Los favoritos del régimen pudieron continuar el tranquilo goce de sus privilegios. Siguieron las atrocidades, la explotación y los abusos. La mayoría de los ciudadanos se conformó con mascullar todas las maldiciones de su acervo contra los verdugos, esperando la oportunidad para encauzar su ánimo democrático y justiciero.
En los años siguientes, hasta el día de la gesta heroica de Santa Clara, muchos de los poblanos que se atrevieron a denunciar los crímenes y abusos de autoridad de Nuncio P. Martínez y sus protegidos, pagaron con la vida su osadía. Así le ocurrió al licenciado y periodista Jesús Olmos y Contreras quien –según refiere Atenedoro Gámez– tenía un raro valor civil que le obligó a señalar los vicios de la administración pública. Olmos sufrió todo tipo de persecuciones hasta que un día fue cobardemente asesinado. Nunca se supo quien lo mató, pero los habitantes de Puebla sabían que el gobernador había sido el autor intelectual del crimen.
Pascual Mendoza y Demetrio Romero López, ambos reclutadores para el fatídico Valle Nacional, infierno aquel del que muy pocos volvían, también gozaban de la impunidad autorizada por Muncio. El perjuicio que ocasionaron estos hombres fue muy visible cuando alguien logró regresar, pues llegaron irreconocibles: “Escuálidos, maltrechos, destrozados física, mental y moralmente(…) Eran lenguas vivas de execración más que contra el lugar en sí, contra los atormentadores, casta de negreros que (fungían como) brazo armado de una autocracia llena de prejuicios religiosos, como falta de sentimientos humanitarios”.
Tantas arbitrariedades forjaron la esperanza de justicia social que conmovió a los poblanos cuando se enteraron de que en la capital del país se había fundado el Centro Antirreleccionista: “El 22 de mayo de 1909, Emilio Vázquez y Luis Cabrera, los periodistas Filomeno Mata y Paulino Martínez y don Francisco y Madero, forjaron la esperanza de justicia social que conmovió a los poblanos cuando se enteraron que en la capital del país se había fundado el Centro Antirreleccionista”.
Poco tiempo después –dice Atenedoro Gámez– Sin percibir de dónde (…) empezó a extenderse, más con la persistencia de un olor que con la energía de un sonido, un nombre que hasta entonces, siendo como era, conocido, no tuviera el vibrante sacudir de un presentimiento. Aquiles Serdán “.

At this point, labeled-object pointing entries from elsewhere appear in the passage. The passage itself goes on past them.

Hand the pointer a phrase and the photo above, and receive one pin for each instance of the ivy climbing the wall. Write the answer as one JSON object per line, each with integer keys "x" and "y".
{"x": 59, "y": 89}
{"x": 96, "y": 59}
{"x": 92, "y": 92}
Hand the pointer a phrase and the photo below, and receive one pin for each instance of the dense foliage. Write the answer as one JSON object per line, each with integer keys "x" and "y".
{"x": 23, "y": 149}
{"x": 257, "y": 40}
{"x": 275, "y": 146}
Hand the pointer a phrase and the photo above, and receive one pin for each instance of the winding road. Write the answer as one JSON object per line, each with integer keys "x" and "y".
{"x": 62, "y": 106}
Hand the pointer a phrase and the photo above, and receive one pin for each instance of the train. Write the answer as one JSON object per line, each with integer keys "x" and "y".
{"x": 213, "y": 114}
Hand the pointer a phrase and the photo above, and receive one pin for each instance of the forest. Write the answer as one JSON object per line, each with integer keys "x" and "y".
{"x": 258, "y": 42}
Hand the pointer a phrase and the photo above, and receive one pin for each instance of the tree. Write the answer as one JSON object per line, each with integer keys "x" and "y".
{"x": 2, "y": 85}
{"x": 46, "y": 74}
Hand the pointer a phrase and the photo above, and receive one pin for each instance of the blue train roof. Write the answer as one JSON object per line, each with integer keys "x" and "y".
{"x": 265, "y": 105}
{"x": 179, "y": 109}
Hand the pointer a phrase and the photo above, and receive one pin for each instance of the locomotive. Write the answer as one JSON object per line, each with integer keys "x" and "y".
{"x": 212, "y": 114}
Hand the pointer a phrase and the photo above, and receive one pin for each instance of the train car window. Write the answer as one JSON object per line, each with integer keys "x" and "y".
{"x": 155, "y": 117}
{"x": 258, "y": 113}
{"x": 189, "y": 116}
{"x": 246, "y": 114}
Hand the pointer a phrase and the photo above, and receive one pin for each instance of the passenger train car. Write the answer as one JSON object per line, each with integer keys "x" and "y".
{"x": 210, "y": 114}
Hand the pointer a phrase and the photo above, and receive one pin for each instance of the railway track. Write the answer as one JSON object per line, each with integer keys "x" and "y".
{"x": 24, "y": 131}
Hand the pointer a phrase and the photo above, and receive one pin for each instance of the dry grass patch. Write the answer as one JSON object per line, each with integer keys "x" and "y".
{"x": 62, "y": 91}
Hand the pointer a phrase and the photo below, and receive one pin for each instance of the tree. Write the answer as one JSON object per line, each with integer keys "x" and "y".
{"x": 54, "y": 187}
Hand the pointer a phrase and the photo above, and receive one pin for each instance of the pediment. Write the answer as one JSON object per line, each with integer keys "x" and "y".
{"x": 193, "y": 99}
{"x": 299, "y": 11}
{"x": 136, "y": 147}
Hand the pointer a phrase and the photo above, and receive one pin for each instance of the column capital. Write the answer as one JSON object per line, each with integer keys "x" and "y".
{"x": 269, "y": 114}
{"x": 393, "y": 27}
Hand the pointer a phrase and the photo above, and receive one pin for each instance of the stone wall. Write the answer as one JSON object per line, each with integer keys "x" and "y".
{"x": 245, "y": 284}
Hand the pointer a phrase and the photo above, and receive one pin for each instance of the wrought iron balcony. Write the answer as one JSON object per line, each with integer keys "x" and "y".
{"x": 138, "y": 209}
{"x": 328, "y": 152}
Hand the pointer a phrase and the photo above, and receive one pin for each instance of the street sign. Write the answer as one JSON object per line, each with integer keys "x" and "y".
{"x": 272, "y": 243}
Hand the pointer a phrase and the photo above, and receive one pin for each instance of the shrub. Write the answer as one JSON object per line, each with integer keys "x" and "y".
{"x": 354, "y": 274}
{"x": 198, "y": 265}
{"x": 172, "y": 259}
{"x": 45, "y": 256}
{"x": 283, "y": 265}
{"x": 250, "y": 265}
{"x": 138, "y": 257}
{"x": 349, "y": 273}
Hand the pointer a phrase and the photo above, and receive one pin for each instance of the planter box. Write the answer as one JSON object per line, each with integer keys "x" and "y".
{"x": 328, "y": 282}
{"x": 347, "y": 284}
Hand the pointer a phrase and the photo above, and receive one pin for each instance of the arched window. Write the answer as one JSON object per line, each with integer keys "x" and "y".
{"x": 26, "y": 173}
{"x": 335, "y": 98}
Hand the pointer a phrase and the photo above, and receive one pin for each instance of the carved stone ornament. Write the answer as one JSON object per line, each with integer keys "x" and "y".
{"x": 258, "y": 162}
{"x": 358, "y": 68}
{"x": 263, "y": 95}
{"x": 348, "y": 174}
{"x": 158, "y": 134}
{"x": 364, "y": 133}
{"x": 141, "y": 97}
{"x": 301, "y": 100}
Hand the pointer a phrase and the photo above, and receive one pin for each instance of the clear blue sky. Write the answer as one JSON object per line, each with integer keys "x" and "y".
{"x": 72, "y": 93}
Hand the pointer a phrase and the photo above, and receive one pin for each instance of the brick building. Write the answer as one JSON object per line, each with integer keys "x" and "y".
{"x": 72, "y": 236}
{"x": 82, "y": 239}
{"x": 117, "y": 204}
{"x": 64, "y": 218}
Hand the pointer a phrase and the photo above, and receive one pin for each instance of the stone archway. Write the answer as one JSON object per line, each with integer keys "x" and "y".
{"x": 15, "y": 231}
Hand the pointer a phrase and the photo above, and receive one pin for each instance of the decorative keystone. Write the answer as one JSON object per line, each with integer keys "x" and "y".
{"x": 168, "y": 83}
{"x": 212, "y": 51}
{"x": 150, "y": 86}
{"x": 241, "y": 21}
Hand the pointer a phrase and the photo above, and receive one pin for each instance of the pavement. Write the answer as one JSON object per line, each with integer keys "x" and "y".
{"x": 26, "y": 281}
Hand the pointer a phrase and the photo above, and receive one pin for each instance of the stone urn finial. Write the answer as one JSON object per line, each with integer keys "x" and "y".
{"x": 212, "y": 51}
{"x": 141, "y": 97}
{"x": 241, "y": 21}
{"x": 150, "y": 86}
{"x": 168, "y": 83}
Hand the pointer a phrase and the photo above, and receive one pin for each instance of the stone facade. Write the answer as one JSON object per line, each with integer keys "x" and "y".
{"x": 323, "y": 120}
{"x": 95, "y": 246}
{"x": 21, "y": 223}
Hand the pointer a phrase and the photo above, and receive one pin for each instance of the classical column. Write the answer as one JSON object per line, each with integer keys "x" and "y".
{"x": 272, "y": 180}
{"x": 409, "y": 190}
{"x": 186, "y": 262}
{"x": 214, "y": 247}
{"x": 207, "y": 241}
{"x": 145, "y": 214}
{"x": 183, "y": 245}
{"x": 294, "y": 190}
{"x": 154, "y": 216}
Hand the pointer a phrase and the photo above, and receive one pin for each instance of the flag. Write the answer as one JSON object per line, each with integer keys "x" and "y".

La lucha y sacrificio de los hermanos Serdán acabó, momentáneamente, con los proyectos e ilusiones de la burguesía poblana. La ciudad de Puebla tuvo una nueva sacudida que alertó a la comodina y conservadora sociedad. México iniciaba así una nueva y más justa etapa. Pero como en toda guerra civil, en la nuestra, las aguas tranquilas se agitaron. De ellas, discretamente, emergieron los reaccionarios que con calma y perseverancia se ganaron la confianza del gobierno hasta llegar a convertirse en un grupo de presión con aromas de incienso y olores de papel moneda.